Grain prices soar as crops fail

South Australia had cut its forecast for total grain production this harvest by 21 per cent, helping push global wheat prices to a record, reported The Age (7/9/2007, p. B3).

Wheat prices double: The state might produce 5.5 million tonnes of all grains this harvest, down from an estimate of 6.98 million tonnes last month, Rural Solutions SA said in its latest crop report. Wheat prices had more than doubled in the past year as global demand outpaced supply and stockpiles shrank.

Crops dying: Two months of below-average rain and warmer than average weather have prompted reductions to forecasts. "Significant rainfall is needed immediately to stabilise crop yield potential at current levels," Rural Solutions SA said in the report on its website. "In the driest areas on Eyre Peninsula and the upper north, crops are dying off and will not recover, while other crops have been grazed or cut for hay if they have sufficient bulk."

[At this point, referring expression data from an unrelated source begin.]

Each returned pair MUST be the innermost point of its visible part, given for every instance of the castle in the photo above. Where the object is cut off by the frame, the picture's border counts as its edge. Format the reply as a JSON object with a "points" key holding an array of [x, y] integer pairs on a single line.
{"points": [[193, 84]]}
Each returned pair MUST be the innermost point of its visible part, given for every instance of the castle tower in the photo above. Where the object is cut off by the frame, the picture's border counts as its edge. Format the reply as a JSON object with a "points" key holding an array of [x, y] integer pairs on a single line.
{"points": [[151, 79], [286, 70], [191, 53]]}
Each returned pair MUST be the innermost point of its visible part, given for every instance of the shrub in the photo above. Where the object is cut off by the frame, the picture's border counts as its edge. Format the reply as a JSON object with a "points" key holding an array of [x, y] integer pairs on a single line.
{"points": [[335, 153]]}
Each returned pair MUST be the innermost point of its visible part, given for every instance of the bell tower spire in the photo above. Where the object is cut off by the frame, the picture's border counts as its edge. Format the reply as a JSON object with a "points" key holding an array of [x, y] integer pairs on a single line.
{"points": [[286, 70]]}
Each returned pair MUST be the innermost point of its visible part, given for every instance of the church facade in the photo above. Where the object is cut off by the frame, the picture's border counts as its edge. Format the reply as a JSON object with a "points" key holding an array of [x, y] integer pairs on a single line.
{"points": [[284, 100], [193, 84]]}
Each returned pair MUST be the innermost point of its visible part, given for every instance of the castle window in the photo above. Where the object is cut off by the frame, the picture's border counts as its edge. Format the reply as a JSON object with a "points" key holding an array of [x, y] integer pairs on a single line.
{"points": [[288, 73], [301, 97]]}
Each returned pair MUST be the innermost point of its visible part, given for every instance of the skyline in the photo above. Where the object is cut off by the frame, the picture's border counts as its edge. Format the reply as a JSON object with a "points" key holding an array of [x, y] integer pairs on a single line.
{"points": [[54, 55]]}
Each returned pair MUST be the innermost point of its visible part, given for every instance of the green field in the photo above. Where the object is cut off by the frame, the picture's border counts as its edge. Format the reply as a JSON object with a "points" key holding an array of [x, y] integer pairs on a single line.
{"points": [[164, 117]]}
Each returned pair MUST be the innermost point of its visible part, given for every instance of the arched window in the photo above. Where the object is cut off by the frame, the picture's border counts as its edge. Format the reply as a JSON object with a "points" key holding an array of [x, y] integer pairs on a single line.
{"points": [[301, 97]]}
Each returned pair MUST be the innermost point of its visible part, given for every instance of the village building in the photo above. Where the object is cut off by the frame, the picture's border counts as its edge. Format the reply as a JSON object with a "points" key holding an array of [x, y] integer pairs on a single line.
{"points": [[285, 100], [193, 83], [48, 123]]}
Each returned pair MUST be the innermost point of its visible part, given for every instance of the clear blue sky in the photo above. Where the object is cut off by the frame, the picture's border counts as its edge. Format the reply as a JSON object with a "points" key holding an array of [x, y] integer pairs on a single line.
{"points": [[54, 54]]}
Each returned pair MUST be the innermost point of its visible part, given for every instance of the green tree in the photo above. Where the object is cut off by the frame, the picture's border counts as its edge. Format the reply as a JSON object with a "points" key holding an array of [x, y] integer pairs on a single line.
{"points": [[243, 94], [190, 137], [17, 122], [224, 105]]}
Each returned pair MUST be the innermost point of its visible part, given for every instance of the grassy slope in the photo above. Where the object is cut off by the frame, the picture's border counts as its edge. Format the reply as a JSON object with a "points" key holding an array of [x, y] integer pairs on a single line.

Production down more than a fifth: Wheat futures for December delivery rose to a record $US8.49 a bushel on the Chicago Board of Trade on 6 September. South Australia might produce 2.58 million tonnes of wheat, down 24 per cent from the previous forecast, the agency said. Output of barley might be 1.9 million tonnes, 21 per cent lower than the estimate of 2.4 million tonnes a month ear­lier. South Australia was the country’s largest barley growing state.